Since that day, nothing has stood in the way of their political marriage: Bush's opponents have been smeared as lesbians (Ann Richards, the ousted Texas governor), crazed veterans with illegitimate Asian children (Senator John McCain) and cowards falsifying their war records (Senator John Kerry).

The dirty tricks out of the bag, Rove has been close at hand but leaving no discernible fingerprints. Until this week. For the first time in 32 years, he has been caught, and his survival now depends on the gratitude of his partner and protege in the White House.

Life in short

Born December 25 1950 in Denver, Colorado. Discovered at age 19 that the man who raised him was not his father.
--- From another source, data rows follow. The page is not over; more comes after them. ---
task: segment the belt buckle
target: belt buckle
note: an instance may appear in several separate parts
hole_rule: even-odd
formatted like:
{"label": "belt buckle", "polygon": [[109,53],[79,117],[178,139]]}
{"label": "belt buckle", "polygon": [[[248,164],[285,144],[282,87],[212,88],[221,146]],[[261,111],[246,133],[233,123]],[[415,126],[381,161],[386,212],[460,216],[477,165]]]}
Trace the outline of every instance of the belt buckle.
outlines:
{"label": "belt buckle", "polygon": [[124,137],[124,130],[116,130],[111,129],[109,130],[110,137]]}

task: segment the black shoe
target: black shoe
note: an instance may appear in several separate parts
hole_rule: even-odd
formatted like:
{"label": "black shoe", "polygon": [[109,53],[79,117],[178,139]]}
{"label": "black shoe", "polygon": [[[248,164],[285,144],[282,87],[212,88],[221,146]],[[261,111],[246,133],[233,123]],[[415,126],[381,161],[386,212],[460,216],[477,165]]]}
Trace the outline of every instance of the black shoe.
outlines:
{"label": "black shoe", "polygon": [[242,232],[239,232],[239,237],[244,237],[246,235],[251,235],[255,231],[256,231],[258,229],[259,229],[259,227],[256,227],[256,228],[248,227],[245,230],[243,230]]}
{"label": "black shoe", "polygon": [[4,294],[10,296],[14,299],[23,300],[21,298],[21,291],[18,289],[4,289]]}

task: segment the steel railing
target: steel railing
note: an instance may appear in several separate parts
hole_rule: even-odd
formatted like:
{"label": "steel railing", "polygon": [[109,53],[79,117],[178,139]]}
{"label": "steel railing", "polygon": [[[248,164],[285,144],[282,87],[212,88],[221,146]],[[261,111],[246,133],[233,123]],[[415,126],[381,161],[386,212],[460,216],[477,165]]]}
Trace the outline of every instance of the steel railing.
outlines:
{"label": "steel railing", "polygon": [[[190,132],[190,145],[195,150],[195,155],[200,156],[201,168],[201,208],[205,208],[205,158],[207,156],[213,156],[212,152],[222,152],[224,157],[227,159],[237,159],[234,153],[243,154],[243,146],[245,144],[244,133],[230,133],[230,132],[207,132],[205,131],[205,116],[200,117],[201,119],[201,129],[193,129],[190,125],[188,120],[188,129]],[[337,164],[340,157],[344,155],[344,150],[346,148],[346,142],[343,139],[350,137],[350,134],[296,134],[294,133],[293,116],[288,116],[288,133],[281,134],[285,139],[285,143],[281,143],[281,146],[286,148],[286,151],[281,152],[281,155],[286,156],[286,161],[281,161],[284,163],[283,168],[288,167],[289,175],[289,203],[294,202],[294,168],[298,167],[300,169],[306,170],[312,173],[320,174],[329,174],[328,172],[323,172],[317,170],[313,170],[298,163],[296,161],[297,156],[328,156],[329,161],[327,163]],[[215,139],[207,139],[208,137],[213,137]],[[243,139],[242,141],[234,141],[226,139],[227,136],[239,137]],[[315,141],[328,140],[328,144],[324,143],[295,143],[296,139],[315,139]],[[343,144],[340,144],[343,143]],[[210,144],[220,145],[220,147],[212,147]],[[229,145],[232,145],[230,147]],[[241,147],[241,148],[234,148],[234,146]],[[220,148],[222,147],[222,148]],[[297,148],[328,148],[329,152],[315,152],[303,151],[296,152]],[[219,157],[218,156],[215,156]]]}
Family Married twice, with a son from second marriage.

Education University of Utah (left without graduating in 1971).

Career Volunteer on Republican campaign at high school; chair, then president, College Republicans, 1973; worked for former President Bush at Republican national committee, 1973; assisted former President Bush's 1980 presidential campaign; began consultancy in 1981; adviser to President Bush in campaigns for Texas governor (1994, 1998) and president (2000, 2004); senior adviser in current administration, and teaches at University of Texas

On Bush "... the kind of candidate and officeholder political hacks like me wait a lifetime to be associated with."

Political consultant Mark McKinnon "The Bobby Fischer of politics. He not only sees the board, he sees about 20 moves ahead."